Metadata-Version: 2.4
Name: soundhub_utils
Version: 0.0.6
Description-Content-Type: text/markdown
License-File: LICENSE.md
Requires-Dist: tf_keras
Requires-Dist: numpy>=1.26.0
Requires-Dist: pandas>=2.3.3
Requires-Dist: boto3<2,>=1.40.65
Requires-Dist: matplotlib<4,>=3.10.8
Requires-Dist: google-cloud-storage<4,>=3.4.1
Requires-Dist: librosa<0.12,>=0.11.0
Requires-Dist: typing_extensions<5,>=4.15.0
Requires-Dist: referencing<0.38,>=0.37.0
Requires-Dist: tensorflow<3,>=2.16.0
Requires-Dist: duckdb<2,>=1.4.1
Provides-Extra: dev
Requires-Dist: pycodestyle<3,>=2.14.0; extra == "dev"
Requires-Dist: ipykernel<7,>=6.30.1; extra == "dev"
Requires-Dist: jupyterlab<5,>=4.4.9; extra == "dev"
Requires-Dist: pytest<10,>=9.0.2; extra == "dev"
Dynamic: license-file

# Soundhub Utils

Audio processing utilities library for SoundHub model integration. This package provides core functionality for:

1. Reading audio files from AWS S3, Google Cloud Storage, HTTPS URLs, and local filesystems
2. Standard audio preprocessing (resampling, segmentation, format conversion)
3. Spectrogram generation using multiple backends (TensorFlow, PyTorch, librosa)
4. Unified I/O interface across different storage platforms

**Note**: This is a utilities library.

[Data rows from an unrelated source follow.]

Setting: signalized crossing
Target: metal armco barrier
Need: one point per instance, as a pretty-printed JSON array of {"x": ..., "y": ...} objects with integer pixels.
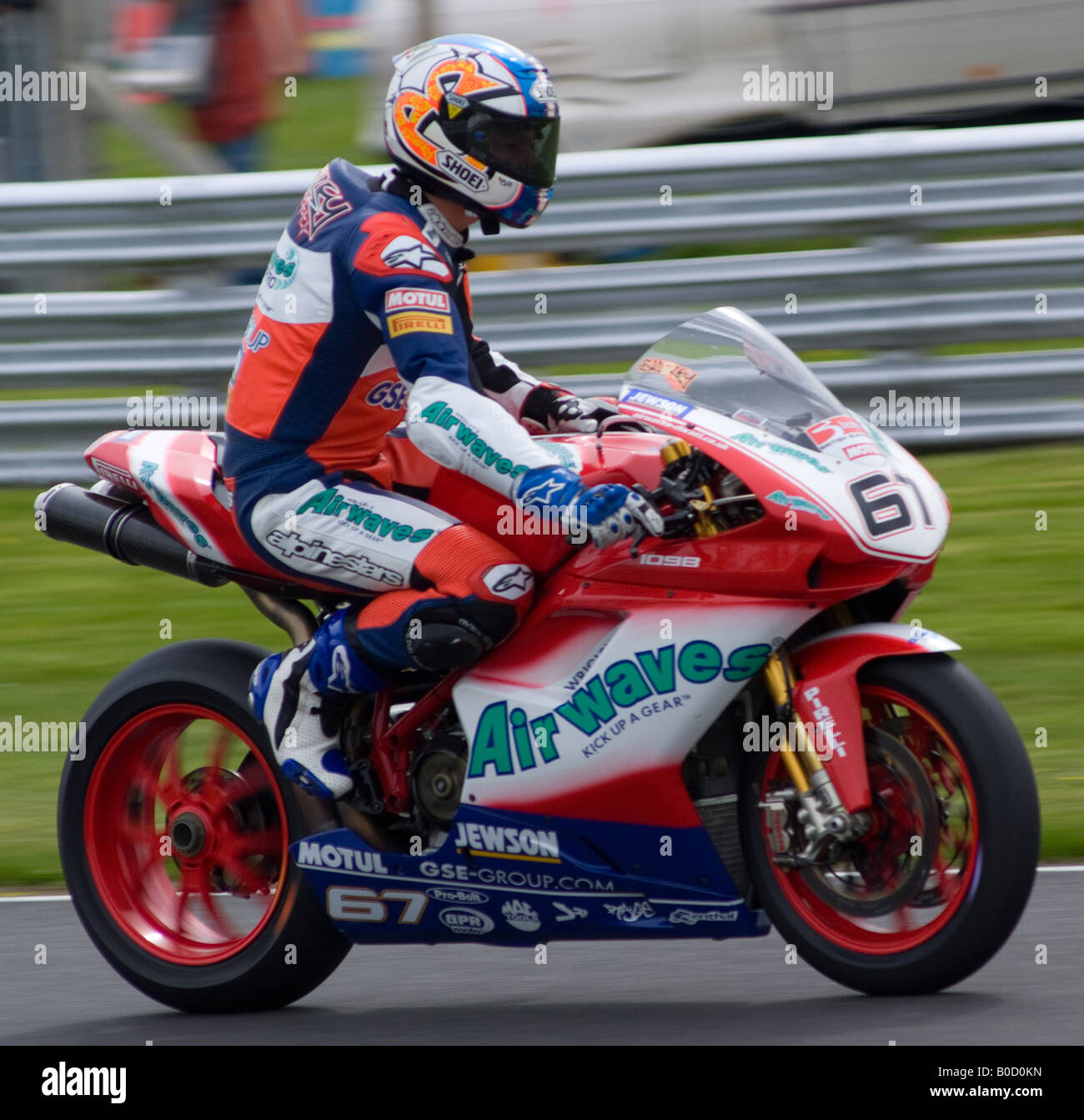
[{"x": 159, "y": 259}]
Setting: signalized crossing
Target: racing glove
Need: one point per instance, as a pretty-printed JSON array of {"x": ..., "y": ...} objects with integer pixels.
[
  {"x": 607, "y": 513},
  {"x": 557, "y": 410}
]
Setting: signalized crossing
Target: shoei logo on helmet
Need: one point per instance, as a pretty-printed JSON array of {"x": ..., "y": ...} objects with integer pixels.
[
  {"x": 456, "y": 104},
  {"x": 542, "y": 90},
  {"x": 466, "y": 175}
]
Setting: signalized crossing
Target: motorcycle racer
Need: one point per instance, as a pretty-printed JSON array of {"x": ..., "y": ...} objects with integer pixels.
[{"x": 364, "y": 319}]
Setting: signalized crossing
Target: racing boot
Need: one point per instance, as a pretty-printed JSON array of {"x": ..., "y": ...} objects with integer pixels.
[{"x": 287, "y": 693}]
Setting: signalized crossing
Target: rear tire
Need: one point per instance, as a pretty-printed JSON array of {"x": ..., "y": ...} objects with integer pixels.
[
  {"x": 981, "y": 865},
  {"x": 170, "y": 923}
]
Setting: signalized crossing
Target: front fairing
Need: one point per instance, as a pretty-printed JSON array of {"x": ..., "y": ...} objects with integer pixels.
[{"x": 725, "y": 382}]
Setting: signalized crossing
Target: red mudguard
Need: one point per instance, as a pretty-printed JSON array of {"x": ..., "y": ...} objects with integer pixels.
[{"x": 826, "y": 693}]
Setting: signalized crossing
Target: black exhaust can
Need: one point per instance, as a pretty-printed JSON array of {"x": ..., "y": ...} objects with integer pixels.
[{"x": 123, "y": 529}]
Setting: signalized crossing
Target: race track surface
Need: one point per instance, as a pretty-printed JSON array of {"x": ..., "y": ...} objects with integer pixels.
[{"x": 679, "y": 992}]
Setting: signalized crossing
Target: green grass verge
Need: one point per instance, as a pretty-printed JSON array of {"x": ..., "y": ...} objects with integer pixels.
[
  {"x": 317, "y": 124},
  {"x": 1011, "y": 595}
]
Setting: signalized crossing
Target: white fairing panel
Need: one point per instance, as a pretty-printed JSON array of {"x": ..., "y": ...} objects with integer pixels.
[
  {"x": 637, "y": 701},
  {"x": 886, "y": 500}
]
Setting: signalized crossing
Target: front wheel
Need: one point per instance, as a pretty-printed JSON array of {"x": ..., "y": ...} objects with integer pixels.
[
  {"x": 941, "y": 877},
  {"x": 173, "y": 833}
]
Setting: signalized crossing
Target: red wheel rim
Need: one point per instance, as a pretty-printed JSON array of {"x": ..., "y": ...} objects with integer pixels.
[
  {"x": 952, "y": 874},
  {"x": 177, "y": 826}
]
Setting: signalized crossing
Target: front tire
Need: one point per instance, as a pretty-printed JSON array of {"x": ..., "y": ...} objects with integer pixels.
[
  {"x": 173, "y": 833},
  {"x": 891, "y": 917}
]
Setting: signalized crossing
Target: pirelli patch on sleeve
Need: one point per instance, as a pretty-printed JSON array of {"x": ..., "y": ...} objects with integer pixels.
[{"x": 404, "y": 323}]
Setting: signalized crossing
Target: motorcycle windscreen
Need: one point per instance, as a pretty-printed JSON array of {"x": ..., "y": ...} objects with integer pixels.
[{"x": 725, "y": 362}]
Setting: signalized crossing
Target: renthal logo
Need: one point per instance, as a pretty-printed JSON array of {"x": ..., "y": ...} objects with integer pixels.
[
  {"x": 296, "y": 547},
  {"x": 466, "y": 175},
  {"x": 509, "y": 843},
  {"x": 417, "y": 297},
  {"x": 659, "y": 560},
  {"x": 334, "y": 856},
  {"x": 112, "y": 474}
]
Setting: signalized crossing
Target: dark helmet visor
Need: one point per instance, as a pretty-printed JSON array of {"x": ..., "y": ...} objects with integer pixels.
[{"x": 523, "y": 147}]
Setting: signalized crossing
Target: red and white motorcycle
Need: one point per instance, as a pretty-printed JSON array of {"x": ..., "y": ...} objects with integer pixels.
[{"x": 697, "y": 735}]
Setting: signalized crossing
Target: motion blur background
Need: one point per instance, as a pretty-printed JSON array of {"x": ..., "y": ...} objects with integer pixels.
[{"x": 896, "y": 187}]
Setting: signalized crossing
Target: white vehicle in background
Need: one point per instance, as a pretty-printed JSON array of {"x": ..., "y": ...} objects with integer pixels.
[{"x": 646, "y": 72}]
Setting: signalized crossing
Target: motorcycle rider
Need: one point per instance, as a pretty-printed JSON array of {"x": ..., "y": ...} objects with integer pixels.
[{"x": 364, "y": 319}]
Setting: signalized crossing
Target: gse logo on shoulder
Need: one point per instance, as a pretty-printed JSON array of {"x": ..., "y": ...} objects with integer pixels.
[{"x": 389, "y": 394}]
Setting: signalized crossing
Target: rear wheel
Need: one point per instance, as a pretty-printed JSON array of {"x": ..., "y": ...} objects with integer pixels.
[
  {"x": 940, "y": 878},
  {"x": 173, "y": 833}
]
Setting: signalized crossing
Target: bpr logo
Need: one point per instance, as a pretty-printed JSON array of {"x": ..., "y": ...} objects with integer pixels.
[{"x": 464, "y": 920}]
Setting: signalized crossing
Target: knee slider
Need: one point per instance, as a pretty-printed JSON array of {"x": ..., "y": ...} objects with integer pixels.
[
  {"x": 334, "y": 663},
  {"x": 450, "y": 636}
]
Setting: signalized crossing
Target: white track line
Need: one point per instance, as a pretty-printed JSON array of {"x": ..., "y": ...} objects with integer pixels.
[{"x": 68, "y": 898}]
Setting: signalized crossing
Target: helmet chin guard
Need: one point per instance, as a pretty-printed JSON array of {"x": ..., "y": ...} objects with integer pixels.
[{"x": 475, "y": 120}]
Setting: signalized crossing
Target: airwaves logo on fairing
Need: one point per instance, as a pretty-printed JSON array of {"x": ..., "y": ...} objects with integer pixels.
[{"x": 508, "y": 740}]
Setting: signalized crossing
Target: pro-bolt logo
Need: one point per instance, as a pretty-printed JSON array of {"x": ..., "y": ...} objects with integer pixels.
[{"x": 509, "y": 741}]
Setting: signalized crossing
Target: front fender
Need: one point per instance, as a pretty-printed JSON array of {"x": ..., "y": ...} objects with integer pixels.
[{"x": 826, "y": 693}]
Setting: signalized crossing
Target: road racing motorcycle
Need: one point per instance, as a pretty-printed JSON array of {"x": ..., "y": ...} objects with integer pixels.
[{"x": 705, "y": 732}]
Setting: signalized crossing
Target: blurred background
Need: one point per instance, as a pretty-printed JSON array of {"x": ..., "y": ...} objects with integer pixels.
[{"x": 895, "y": 188}]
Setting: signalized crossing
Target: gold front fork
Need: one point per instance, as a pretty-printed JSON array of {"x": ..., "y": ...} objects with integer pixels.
[
  {"x": 704, "y": 525},
  {"x": 803, "y": 763}
]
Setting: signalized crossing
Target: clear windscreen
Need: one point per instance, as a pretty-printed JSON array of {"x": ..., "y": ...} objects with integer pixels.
[{"x": 725, "y": 362}]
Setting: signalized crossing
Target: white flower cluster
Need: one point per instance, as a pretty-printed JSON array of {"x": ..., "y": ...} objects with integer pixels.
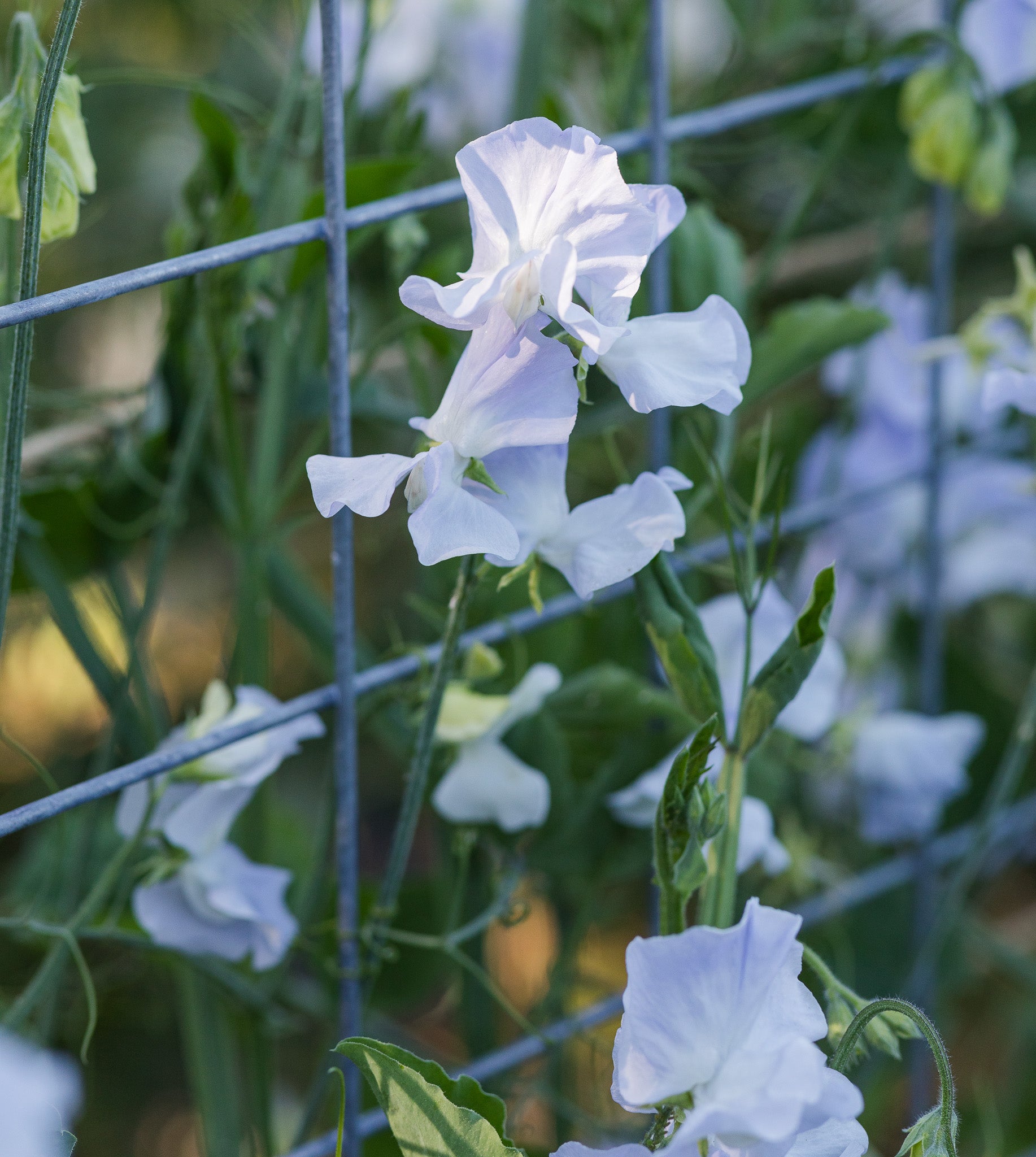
[
  {"x": 40, "y": 1096},
  {"x": 561, "y": 241},
  {"x": 210, "y": 897},
  {"x": 719, "y": 1024}
]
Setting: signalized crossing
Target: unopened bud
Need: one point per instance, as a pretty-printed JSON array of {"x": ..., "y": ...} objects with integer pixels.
[
  {"x": 481, "y": 662},
  {"x": 943, "y": 142},
  {"x": 920, "y": 93},
  {"x": 68, "y": 133},
  {"x": 60, "y": 201},
  {"x": 989, "y": 177}
]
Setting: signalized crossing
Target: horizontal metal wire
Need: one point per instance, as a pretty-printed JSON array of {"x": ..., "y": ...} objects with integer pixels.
[
  {"x": 1016, "y": 827},
  {"x": 702, "y": 123},
  {"x": 805, "y": 517}
]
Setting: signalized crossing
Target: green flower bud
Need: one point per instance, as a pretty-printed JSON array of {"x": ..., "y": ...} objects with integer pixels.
[
  {"x": 68, "y": 133},
  {"x": 925, "y": 1138},
  {"x": 989, "y": 177},
  {"x": 920, "y": 92},
  {"x": 481, "y": 662},
  {"x": 944, "y": 141},
  {"x": 60, "y": 201},
  {"x": 12, "y": 112}
]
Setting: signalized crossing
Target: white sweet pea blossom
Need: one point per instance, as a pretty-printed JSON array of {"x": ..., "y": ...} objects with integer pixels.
[
  {"x": 197, "y": 804},
  {"x": 816, "y": 707},
  {"x": 908, "y": 767},
  {"x": 1000, "y": 35},
  {"x": 40, "y": 1096},
  {"x": 700, "y": 358},
  {"x": 552, "y": 218},
  {"x": 488, "y": 784},
  {"x": 600, "y": 542},
  {"x": 720, "y": 1017},
  {"x": 635, "y": 806},
  {"x": 220, "y": 904},
  {"x": 509, "y": 389}
]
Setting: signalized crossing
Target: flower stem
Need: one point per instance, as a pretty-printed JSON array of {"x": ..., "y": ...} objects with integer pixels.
[
  {"x": 416, "y": 781},
  {"x": 14, "y": 426},
  {"x": 843, "y": 1055},
  {"x": 722, "y": 886}
]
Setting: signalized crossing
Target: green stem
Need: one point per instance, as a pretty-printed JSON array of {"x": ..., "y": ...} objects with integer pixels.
[
  {"x": 14, "y": 427},
  {"x": 416, "y": 781},
  {"x": 722, "y": 885},
  {"x": 843, "y": 1055}
]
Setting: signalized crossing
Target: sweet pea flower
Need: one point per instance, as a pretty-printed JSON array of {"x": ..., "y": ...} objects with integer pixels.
[
  {"x": 40, "y": 1096},
  {"x": 195, "y": 806},
  {"x": 833, "y": 1139},
  {"x": 700, "y": 358},
  {"x": 816, "y": 707},
  {"x": 1000, "y": 35},
  {"x": 908, "y": 767},
  {"x": 1009, "y": 374},
  {"x": 635, "y": 806},
  {"x": 220, "y": 904},
  {"x": 600, "y": 542},
  {"x": 488, "y": 784},
  {"x": 509, "y": 389},
  {"x": 719, "y": 1019},
  {"x": 552, "y": 217}
]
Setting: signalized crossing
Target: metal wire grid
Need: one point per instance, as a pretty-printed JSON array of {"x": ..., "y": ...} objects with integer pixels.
[{"x": 333, "y": 229}]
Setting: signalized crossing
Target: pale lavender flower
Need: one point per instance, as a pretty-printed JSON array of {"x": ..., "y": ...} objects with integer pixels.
[
  {"x": 600, "y": 542},
  {"x": 509, "y": 389},
  {"x": 220, "y": 904}
]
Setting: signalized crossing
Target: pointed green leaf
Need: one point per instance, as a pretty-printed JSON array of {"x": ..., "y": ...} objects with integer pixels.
[
  {"x": 679, "y": 639},
  {"x": 785, "y": 671},
  {"x": 799, "y": 337},
  {"x": 430, "y": 1113}
]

For running models (like OWL), see [`soundhub_model_runner`](https://github.com/your-org/soundhub_model_runner).

## Table of Contents

- [Installation](#installation)
- [Core Modules](#core-modules)
- [Usage Examples](#usage-examples)
- [Style Guide](#style-guide)

---

## Installation

### Using Pixi (Recommended for Development)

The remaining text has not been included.